# B12 Rear Strut Tower Bar!



## Guest (Sep 10, 2002)

ok i already know everyone says there's nothing for the b12's rear strut bar.
My friend runs the only local sport shop and always stocks about six or seven different styles/types of strut tower bars.
Right now my 90 Sentra XE is sitting completely gutted out as far as the back seats go.
I've got the mounts to the struts very opened up to be sized with a strut bar. I'm taking measurements and going to be down there for a while checking his tower bars with my car to see what will fit. I need to know who all wants me to email them when I get a final answer by the beginning of next week.
Either post a reply here or catch me a quick note at
[email protected] 

keep all four on the ground (not face up)  

~Zychrias


----------



## Guest (Sep 10, 2002)

also....
anyone that wants specifc information or pictures of the entire rear seat being removed let me know. The seat will be off for a few weeks for some sizing of other custom parts.


----------



## Guest (Sep 11, 2002)

lemme know wut happens b/c i'm interested...if u can post sum pics if u install one


----------



## sentrastud (May 3, 2002)

sounds cool! get some pics!

-Nick


----------



## Guest (Sep 23, 2002)

UPDATE!

I've been really busy but I managed to find two ways to basically mount a strut tower bar. One way will put the bar directly behind the seat between the cushion and the metal frame (with proper items to keep things from rubbing). The other will place the strut bar parallel to the rear ledge. The second one will have two ways to go in. One will have the bar visible above the rear seat (if it stays in) or the seat will be dug out on the top of the seat to allow the bar to fit under it (concealing it).

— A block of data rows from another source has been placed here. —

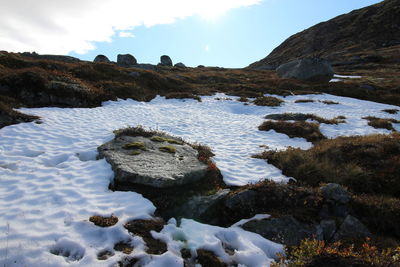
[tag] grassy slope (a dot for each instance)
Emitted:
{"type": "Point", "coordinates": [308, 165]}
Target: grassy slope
{"type": "Point", "coordinates": [38, 82]}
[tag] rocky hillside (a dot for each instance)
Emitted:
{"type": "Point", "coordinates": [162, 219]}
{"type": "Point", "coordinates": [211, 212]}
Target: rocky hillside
{"type": "Point", "coordinates": [362, 37]}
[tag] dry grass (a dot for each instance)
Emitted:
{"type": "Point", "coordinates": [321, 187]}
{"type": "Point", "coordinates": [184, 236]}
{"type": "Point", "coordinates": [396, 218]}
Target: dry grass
{"type": "Point", "coordinates": [391, 111]}
{"type": "Point", "coordinates": [304, 117]}
{"type": "Point", "coordinates": [269, 101]}
{"type": "Point", "coordinates": [369, 164]}
{"type": "Point", "coordinates": [307, 130]}
{"type": "Point", "coordinates": [304, 101]}
{"type": "Point", "coordinates": [381, 123]}
{"type": "Point", "coordinates": [103, 221]}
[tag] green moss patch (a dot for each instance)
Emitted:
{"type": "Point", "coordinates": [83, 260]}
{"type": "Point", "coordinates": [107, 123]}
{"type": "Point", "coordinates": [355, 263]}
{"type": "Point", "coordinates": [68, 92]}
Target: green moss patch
{"type": "Point", "coordinates": [307, 130]}
{"type": "Point", "coordinates": [381, 123]}
{"type": "Point", "coordinates": [391, 111]}
{"type": "Point", "coordinates": [365, 164]}
{"type": "Point", "coordinates": [134, 145]}
{"type": "Point", "coordinates": [162, 139]}
{"type": "Point", "coordinates": [304, 117]}
{"type": "Point", "coordinates": [304, 101]}
{"type": "Point", "coordinates": [269, 101]}
{"type": "Point", "coordinates": [168, 149]}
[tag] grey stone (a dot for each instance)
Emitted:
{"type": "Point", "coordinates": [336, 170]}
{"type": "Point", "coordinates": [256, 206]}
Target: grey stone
{"type": "Point", "coordinates": [265, 67]}
{"type": "Point", "coordinates": [351, 228]}
{"type": "Point", "coordinates": [286, 230]}
{"type": "Point", "coordinates": [336, 193]}
{"type": "Point", "coordinates": [328, 229]}
{"type": "Point", "coordinates": [180, 65]}
{"type": "Point", "coordinates": [197, 206]}
{"type": "Point", "coordinates": [245, 199]}
{"type": "Point", "coordinates": [146, 66]}
{"type": "Point", "coordinates": [151, 166]}
{"type": "Point", "coordinates": [101, 59]}
{"type": "Point", "coordinates": [165, 61]}
{"type": "Point", "coordinates": [126, 60]}
{"type": "Point", "coordinates": [307, 69]}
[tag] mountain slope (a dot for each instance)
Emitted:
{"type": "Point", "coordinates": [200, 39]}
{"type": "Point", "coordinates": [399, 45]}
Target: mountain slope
{"type": "Point", "coordinates": [370, 34]}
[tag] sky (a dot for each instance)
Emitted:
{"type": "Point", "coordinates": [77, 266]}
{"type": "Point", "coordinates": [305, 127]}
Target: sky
{"type": "Point", "coordinates": [225, 33]}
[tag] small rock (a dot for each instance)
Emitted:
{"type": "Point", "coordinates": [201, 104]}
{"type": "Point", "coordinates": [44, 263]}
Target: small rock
{"type": "Point", "coordinates": [101, 59]}
{"type": "Point", "coordinates": [328, 229]}
{"type": "Point", "coordinates": [146, 66]}
{"type": "Point", "coordinates": [307, 69]}
{"type": "Point", "coordinates": [126, 60]}
{"type": "Point", "coordinates": [151, 166]}
{"type": "Point", "coordinates": [351, 228]}
{"type": "Point", "coordinates": [165, 61]}
{"type": "Point", "coordinates": [103, 221]}
{"type": "Point", "coordinates": [286, 230]}
{"type": "Point", "coordinates": [180, 65]}
{"type": "Point", "coordinates": [336, 193]}
{"type": "Point", "coordinates": [245, 199]}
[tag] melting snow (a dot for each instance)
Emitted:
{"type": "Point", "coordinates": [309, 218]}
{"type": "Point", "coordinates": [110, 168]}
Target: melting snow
{"type": "Point", "coordinates": [51, 182]}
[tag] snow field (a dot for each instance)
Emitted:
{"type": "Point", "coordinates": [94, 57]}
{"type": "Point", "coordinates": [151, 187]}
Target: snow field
{"type": "Point", "coordinates": [51, 182]}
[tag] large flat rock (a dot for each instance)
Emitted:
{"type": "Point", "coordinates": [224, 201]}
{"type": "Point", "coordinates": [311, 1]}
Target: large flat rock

So far a lot of strut bars from some neons and hondas fit very closely. i believe it was a 96-97??? honda accord 4 dr model that had a lift of about 3-4" from the mount to the struts, to where the bar between the struts is pinned into place.

let you all know more later when I get more time, and if I can find my digital i'll get those pics out.


----------



## Crazy-Mart (Jul 14, 2002)

id love to see those an get precise part ##/manufacturer to get some too !!....


----------



## RiceBox (Apr 30, 2002)

Whatever way causes less modification to the rear seatback is better.


----------



## Crazy-Mart (Jul 14, 2002)

¸you can just chop off the top plastic plate on the back..... Sh&& i forgot... you guys dont have sport coupe..  hehhe well for my self i can just cut on the plastic trim that goes over the shock tower in the back and keep the panel on (hatch) over my subs....even better make a new boxe that sits in place of the panel and put the bar over it... would look nice... _


----------



## AVERAGE (Aug 9, 2002)

yeah, man. most of us have the sedan so we would have some cutting to do. do u ;have any experience with this ricebox, boostboy?


----------



## Crazy-Mart (Jul 14, 2002)

the dawn thing about this is the clearance between the top tower and the deck lid ??.. or the back seat... cuz in my car the tower to the seat there is at least 8 in ??...


----------



## RiceBox (Apr 30, 2002)

There is a piece of metal that runs across the rear seatback but it's not welded in or anything, so it's probably easy to remove.


----------



## sentrastud (May 3, 2002)

funny you mention that, i was gonna put in some kenwood speakers today and i noticed the bar was in my way big time! Does it actually serve some real purpose other than to make life hard for me?

-Nick


----------



## AVERAGE (Aug 9, 2002)

*i know right*

i was going to put 6x9s in my rear deck but that required cutting .instead , i had to put 6" in the back and that still entailed some work because they kept grounding out. i found some memphis 5.25 and put back there and they sound great


----------



## Guest (Mar 25, 2003)

I have been working on this project when I can, problem is the local car shop owner is a real nasty to work with. He only cares about his car and his friends cars...soooo....he isn't getting my business now. What I can say I've found was on the 90 Sentra XE 2 Dr. Sedan, it will need a lift of a few inches then go across the back. I might remove my seat and measure tomorrow to get the actual clearances and drawings, then what I'd need is some help from this forum to compare measurements with strut bars they can get their hands on for measurements. I'll make a very detailed drawing and upload it when it's finished. Might take me until Friday because of work and whatnot, but I'm not as busy as I have been.


----------



## rice rocket (soon) (Oct 28, 2002)

Considering i am co-oping as a tool and die maker i might try to make a front and rear strut tower brace if i do i'll be sure to post pics and tell you how i did it


----------



## Sr20 B12 (May 1, 2002)

IF you guys build a nice and sturdy one, id buy it.


----------



## rice rocket (soon) (Oct 28, 2002)

not if my friend, when we're pretty buyt at co-op right now so 'll have to stay late i guess


----------



## xXB12RacerXx (Mar 6, 2003)

why mess with all that anyways, if you wnat some better support i heard the 87-90 nissan pulsar SE sway bars will fit it like a glove and you wont have to fuk with all that shit.


----------



## xXB12RacerXx (Mar 6, 2003)

and if you wnat for like 150 bucks you can get a cold air intake adaption and buy front strut tower brace from a liek 91-94 or something like that..besides since rear strut tower braces made? i've only ever heard of sway bars..


----------



## AVERAGE (Aug 9, 2002)

uh they make em , dog. not necessarily for the b12, but they make them


----------



## rice rocket (soon) (Oct 28, 2002)

why shell out $200 when i can make it for free?


----------